Before planning my week-long trip to Paris, I was only generally aware of the Chateau de Fontainebleau. It wasn’t an included stop on either of the two group tours of France I took as a teenager – we went to Versailles both times instead. But with the UNESCO-listed palace located a mere 56 kilometers from Paris, it was high time for a visit.
In short, Fontainebleau is stunning. The current 1500-room palace dates to the 16th century when Francois I decided that the original 12th century hunting lodge and country house weren’t grand enough his royal highness. Only one medieval tower survived the rebuilding and was incorporated into the design. The estate is surrounded by a 20,000 hectare forest rich in game, thus it was a favorite retreat of French rulers; members of each dynasty from Capetiens to Orleans have called Fontainebleau home.
We took an unaccompanied tour of the chateau, which allowed us to meander through the sumptuous rooms at our own pace. Unlike the more famous Palace of Versailles, all rooms open to the public at Fontainebleau are fully furnished. This is thanks to Napoleon I, who laid his imperial claim to the place and had it refurnished after the French Revolution (during which, sadly, everything of value was sold at auction). Fittingly, our tour began with the Napoleon I Museum, a series of room overflowing with items used by the emperor and his family.

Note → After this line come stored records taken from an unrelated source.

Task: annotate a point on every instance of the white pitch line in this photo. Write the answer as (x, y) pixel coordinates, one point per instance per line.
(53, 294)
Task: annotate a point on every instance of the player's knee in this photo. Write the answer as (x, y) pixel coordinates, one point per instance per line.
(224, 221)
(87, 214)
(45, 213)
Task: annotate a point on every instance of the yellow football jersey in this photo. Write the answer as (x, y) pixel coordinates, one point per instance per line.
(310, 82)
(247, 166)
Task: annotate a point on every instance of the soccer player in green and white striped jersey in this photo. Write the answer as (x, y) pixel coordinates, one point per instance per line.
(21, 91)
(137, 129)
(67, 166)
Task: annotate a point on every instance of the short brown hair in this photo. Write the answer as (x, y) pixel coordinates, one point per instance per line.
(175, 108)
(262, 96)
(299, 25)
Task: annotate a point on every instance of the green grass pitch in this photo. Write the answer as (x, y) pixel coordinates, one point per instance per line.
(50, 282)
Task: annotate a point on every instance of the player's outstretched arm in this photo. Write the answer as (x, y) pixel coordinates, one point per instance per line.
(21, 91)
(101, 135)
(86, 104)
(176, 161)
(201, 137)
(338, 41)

From there we got a sneak peak of the breathtaking Chapel of the Trinity before heading into the aptly named Grand Apartments. This was the main living area of the palace, consisting of bedrooms and boudoirs, parlors and offices. The ballroom and Napoleon’s throne are also located here. One of the most impressive rooms is the Francois I Gallery, a Renaissance masterpiece that gives the Versailles Hall of Mirrors a serious run for its money! Designed for the king’s private use, it’s said that Francois wore the gallery’s door key around his neck.

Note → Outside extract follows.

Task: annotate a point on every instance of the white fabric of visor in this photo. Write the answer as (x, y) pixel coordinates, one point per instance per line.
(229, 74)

I gave an audible gasp when I came upon the Diana Gallery, a corridor originally designed for the queen’s promenade. The ceiling is painted with scenes of Diana, goddess of the hunt, while the walls are lined with oh so many books; Napoleon III had the gallery converted into a library in the 19th century.
The queen’s bedchamber and salon was used by every ruling wife from Queen Marie de Medici to Empress Eugenie. The unfortunate Marie Antoinette had the room redecorated to her tastes in 1786, but her lavish new bed didn’t arrive until after she had been executed. Pity! Napoleon’s wives put it to good use in her stead.

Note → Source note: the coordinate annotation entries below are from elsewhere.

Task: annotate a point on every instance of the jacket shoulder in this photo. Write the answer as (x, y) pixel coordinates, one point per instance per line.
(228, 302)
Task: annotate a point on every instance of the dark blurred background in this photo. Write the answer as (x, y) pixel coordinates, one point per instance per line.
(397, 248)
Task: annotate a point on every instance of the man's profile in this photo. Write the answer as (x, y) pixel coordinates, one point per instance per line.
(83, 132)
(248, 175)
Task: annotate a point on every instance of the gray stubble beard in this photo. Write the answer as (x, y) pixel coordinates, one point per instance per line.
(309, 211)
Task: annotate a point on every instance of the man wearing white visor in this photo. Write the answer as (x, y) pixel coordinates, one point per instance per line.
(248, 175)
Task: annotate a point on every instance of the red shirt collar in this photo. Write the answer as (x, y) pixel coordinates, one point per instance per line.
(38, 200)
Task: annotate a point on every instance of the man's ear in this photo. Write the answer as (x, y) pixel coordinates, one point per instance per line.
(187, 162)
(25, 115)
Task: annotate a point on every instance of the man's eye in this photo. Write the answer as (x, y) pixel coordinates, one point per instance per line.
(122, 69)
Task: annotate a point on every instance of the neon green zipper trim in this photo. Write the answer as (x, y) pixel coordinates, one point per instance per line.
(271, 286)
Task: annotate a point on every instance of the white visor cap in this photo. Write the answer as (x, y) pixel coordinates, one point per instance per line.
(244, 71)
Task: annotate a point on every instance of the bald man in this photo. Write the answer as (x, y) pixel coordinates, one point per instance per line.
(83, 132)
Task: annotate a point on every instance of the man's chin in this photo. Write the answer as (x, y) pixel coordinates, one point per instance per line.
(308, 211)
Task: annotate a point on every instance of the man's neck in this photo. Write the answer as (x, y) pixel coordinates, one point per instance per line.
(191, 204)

Many important events in French and world history took place within Fontainebleau, including royal births, baptisms and marriage arrangements. Edicts were issued and peace treaties signed. Much of sovereign Europe passed through the palace; famous guests include the Archbishop of Canterbury, King James V of Scotland, Holy Roman Emperor Charles V, Czar Peter the Great, and Queen Christina of Sweden, who reportedly had her lover killed on the premises while King Louis XIV looked the other way. Kind of him, no?
Pope Pius VII stopped at Fontainebleau on his way to Paris to crown Napoleon Emperor of France. The Pope was later arrested and imprisoned at the palace for two years, while Napoleon abdicated the throne from the palace a short time later.
The gardens are the one area where Fontainebleau falls short of Versailles. Each successive monarch made alterations to the layout and, the more I read, the more disheartened I become. King Henry IV and his wife, Catherine de Medici, took the most care, designing beautifully planted flower gardens in the French and Italian renaissance styles. Sixty years later, Louis XIV had Henry’s hanging garden destroyed when he added a wing to the palace. Then Napoleon came along and swept it all away, as he favored open landscapes.
For reasons that escape me, the Chateau de Fontainebleau receives just 300,000 visitors annually – compared to over seven and a half million at Versailles! At times, it felt as though we had the palace all to ourselves. There was nary a flag-wielding tour guide with head-set wearing entourage to disturb our peaceful reverie, as opposed to the never ending stream that pushed past us at Versailles. Why do tour groups shun Fontainebleau, even though its opulent, furnished rooms are more visually pleasing? I’m not sure, but the gardens could play a part. You can read my blog post on Versailles here and compare the two and decide for yourself.
Have you been to Fontainebleau and/or Versailles? Do you have a favorite?
If you only had time to visit one, which would you choose?